Tell us something about that moment you realized you could make songs yourself!During the summer of 2015 before I transferred from community college to university, I finally realized that I could use my cheap Casio keyboard as a MIDI controller to write music in FL Studio. At the time I was only familiar with playing trumpet in school and writing rock songs, so that simple discovery opened up a whole new world of musical possibilities. I spent many nights staying up until sunrise learning basic production techniques and took my first steps writing full arrangements.

What are your favorite artists in this “piano genre”?
Ólafur Arnalds, Snorri Hallgrimsson, Niklas Paschburg, Ed Carlsen, Jameson Nathan Jones, Mike Lazarev, Nils Frahm and Nil Ciuro.

Is there one song which you play over and over again as soon as you sit down by a piano?
I don’t think I could ever get tired of playing “Tomorrow’s Song” by Ólafur Arnalds from his album Living Room Songs.

What rules (in making music) need to be broken?
The thought that you need to have top-of-the-line studio gear is a rule that needs to be broken. Some of the best music was written because of the limitations imposed on artists by their limited selection of gear and their environment. It’s better to get really good at the few items you possess than to be just okay at a lot of different things. Plus, having too many instruments, whether virtual or analog, leads to “analysis paralysis” which makes it hard to choose a starting point for a new project.

How do you record your music?
I record my music from my home studio where I have a fairly simple setup with a couple microphones, guitars and some MIDI controllers. 

Whats your take on sampled instruments?
I think sampled instruments are great! While they aren’t nearly as nice as having the real thing, they have come a long way since music first went digital and they’re so versatile that it’s easy to make them sound authentic and give them your own signature sound.

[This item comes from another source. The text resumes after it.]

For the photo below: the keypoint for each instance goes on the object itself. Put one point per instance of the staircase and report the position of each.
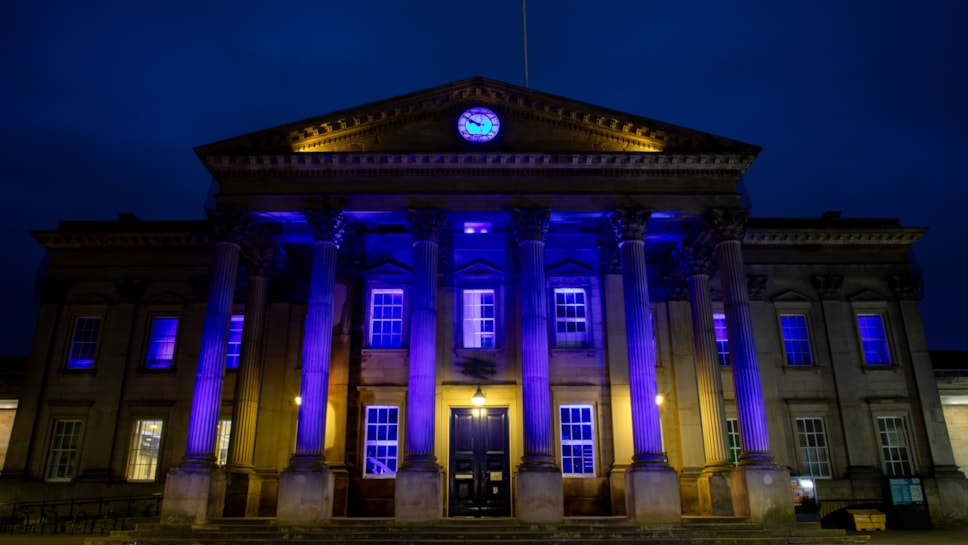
(618, 531)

Anything else you want to share? 
I encourage all my fellow musicians and artists to use your creativity for more than just entertainment. It’s a powerful method of bringing people together, elevating the importance of the imagination and pushing for social change.

Where do all your songs come from? 
Much of my music is inspired by current events. I’m a strong advocate for progressive change and I like to use music as a way to convey the importance of building an inclusive, cooperative society based on empathy, art and intellectual exploration.